Google Cloud a enregistré une croissance de 82 % au cours du trimestre et un carnet de commandes de 514 milliards de dollars réserve déjà la capacité que son équipe devra déployer. Découvrez l’impact sur l’architecture.
La division cloud de Google a enregistré un chiffre d’affaires de 24,8 milliards de dollars au trimestre dernier. Autrement dit, la hausse était de 82 % sur douze mois. De plus, Alphabet a porté son bénéfice à 112,1 milliards de dollars, contre 28,1 milliards un an plus tôt. Pour ceux qui écrivent du code, toutefois, la donnée la plus pertinente apparaît ailleurs. Le portefeuille de contrats cloud déjà signés s’élève à 514 milliards de dollars. Par conséquent, une bonne partie de la capacité des prochaines années est déjà attribuée.
514 milliards de dollars de backlog expliquent la file d’attente sur votre console
Le backlog, dans ce contexte, correspond à des revenus contractuels en cours de reconnaissance. En pratique, des entreprises ont conclu des engagements pluriannuels de consommation. Ces contrats réservent des GPU, des TPU et de l’espace dans une région précise. Ensuite, ce qui reste devient une part disponible pour le reste du marché. C’est pourquoi l’erreur « quota dépassé » apparaît précisément lorsque l’équipe doit monter en charge. Avant tout, il convient de traiter la capacité comme une dépendance du projet. Tout comme vous verrouillez la version d’une bibliothèque, il est utile de réserver la capacité à l’avance.
Gemini, avec 950 millions d’utilisateurs actifs mensuels, vous place dans la même file d’attente que le produit
Gemini est arrivé à 950 millions d’utilisateurs actifs mensuels. Avant cela, le chiffre était de 750 millions. Cette croissance consomme la même infrastructure qui sert votre application. Autrement dit, le produit interne et le client externe se disputent le même silicium. Pendant ce temps, la demande d’inférence croît plus rapidement que l’offre d’accélérateurs. Par conséquent, la latence et la disponibilité régionale deviennent des décisions d’architecture. Il convient de prévoir un mécanisme de repli entre les régions dès le premier sprint.
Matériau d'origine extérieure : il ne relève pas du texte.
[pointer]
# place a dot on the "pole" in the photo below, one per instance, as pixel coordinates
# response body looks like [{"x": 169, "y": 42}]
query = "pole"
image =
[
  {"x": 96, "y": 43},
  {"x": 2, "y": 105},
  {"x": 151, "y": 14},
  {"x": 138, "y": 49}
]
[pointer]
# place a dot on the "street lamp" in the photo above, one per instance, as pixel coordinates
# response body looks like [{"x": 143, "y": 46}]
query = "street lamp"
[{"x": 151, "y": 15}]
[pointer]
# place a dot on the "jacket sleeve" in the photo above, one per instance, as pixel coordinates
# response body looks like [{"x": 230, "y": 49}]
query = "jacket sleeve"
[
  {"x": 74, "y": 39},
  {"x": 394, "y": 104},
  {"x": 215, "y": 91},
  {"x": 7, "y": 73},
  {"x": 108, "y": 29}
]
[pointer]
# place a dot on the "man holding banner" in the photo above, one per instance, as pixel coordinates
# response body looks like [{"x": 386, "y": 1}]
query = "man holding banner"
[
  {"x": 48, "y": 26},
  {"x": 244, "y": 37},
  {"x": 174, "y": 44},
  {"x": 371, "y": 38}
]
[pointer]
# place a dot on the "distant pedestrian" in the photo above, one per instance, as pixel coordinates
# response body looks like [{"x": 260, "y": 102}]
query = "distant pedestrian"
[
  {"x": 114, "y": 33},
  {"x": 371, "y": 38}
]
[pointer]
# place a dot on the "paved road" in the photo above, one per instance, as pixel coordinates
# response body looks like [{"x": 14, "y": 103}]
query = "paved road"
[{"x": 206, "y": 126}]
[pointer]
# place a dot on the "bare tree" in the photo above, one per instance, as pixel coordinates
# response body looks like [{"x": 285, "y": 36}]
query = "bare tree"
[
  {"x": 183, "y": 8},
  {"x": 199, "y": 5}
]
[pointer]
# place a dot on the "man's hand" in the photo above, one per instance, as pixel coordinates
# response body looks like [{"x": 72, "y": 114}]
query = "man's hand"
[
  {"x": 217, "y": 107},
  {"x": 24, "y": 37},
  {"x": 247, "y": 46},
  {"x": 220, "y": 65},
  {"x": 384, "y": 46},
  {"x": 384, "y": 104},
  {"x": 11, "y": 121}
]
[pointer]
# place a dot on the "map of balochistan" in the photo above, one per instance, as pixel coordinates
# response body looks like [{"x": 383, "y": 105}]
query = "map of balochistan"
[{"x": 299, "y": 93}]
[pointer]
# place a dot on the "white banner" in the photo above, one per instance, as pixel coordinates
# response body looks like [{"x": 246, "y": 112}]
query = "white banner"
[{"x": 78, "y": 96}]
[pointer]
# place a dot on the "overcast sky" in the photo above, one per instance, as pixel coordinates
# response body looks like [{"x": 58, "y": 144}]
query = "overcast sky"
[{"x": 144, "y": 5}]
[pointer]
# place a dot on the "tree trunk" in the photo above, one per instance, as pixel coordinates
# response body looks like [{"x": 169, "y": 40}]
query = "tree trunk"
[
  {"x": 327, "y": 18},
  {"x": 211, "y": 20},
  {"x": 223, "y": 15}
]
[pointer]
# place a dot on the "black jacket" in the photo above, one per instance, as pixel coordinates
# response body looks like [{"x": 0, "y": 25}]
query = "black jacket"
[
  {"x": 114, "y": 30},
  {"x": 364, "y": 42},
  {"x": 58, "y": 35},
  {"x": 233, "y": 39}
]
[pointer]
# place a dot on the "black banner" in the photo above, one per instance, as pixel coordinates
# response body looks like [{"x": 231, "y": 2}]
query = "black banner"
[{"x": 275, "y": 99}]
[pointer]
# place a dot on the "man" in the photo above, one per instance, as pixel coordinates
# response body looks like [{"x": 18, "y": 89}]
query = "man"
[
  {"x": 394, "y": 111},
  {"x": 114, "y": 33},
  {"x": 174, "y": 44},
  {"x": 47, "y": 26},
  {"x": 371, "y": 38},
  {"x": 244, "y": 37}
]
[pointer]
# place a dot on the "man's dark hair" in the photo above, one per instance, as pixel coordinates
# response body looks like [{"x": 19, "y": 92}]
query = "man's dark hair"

Google Cloud : 190 milliards de dollars en CAPEX et la promesse de marge de manœuvre seulement en 2027
Alphabet prévoit de dépenser entre 180 et 190 milliards de dollars cette année. L’argent va vers les centres de données, les puces et l’énergie. Malgré cela, Sundar Pichai a indiqué 2027 comme l’horizon de la nouvelle capacité de calcul. Autrement dit, l’intervalle jusqu’à cette date exige une planification des coûts et des ressources. Pendant cette période, les contrats à long terme tendent à garantir une priorité d’accès. Les équipes plus petites, en revanche, négocient dans des conditions plus strictes.
FinOps s’intègre au projet dès le premier commit
Le coût du cloud est devenu une exigence fonctionnelle. Tout d’abord, cartographiez le coût par requête et par jeton. Ensuite, affichez ce chiffre sur le tableau de bord de l’équipe. Puis, définissez des limites automatiques de consommation par environnement. Ainsi, l’alerte arrive avant la facture. D’ailleurs, de nombreuses équipes constatent que 20 % des itinéraires génèrent 80 % des dépenses.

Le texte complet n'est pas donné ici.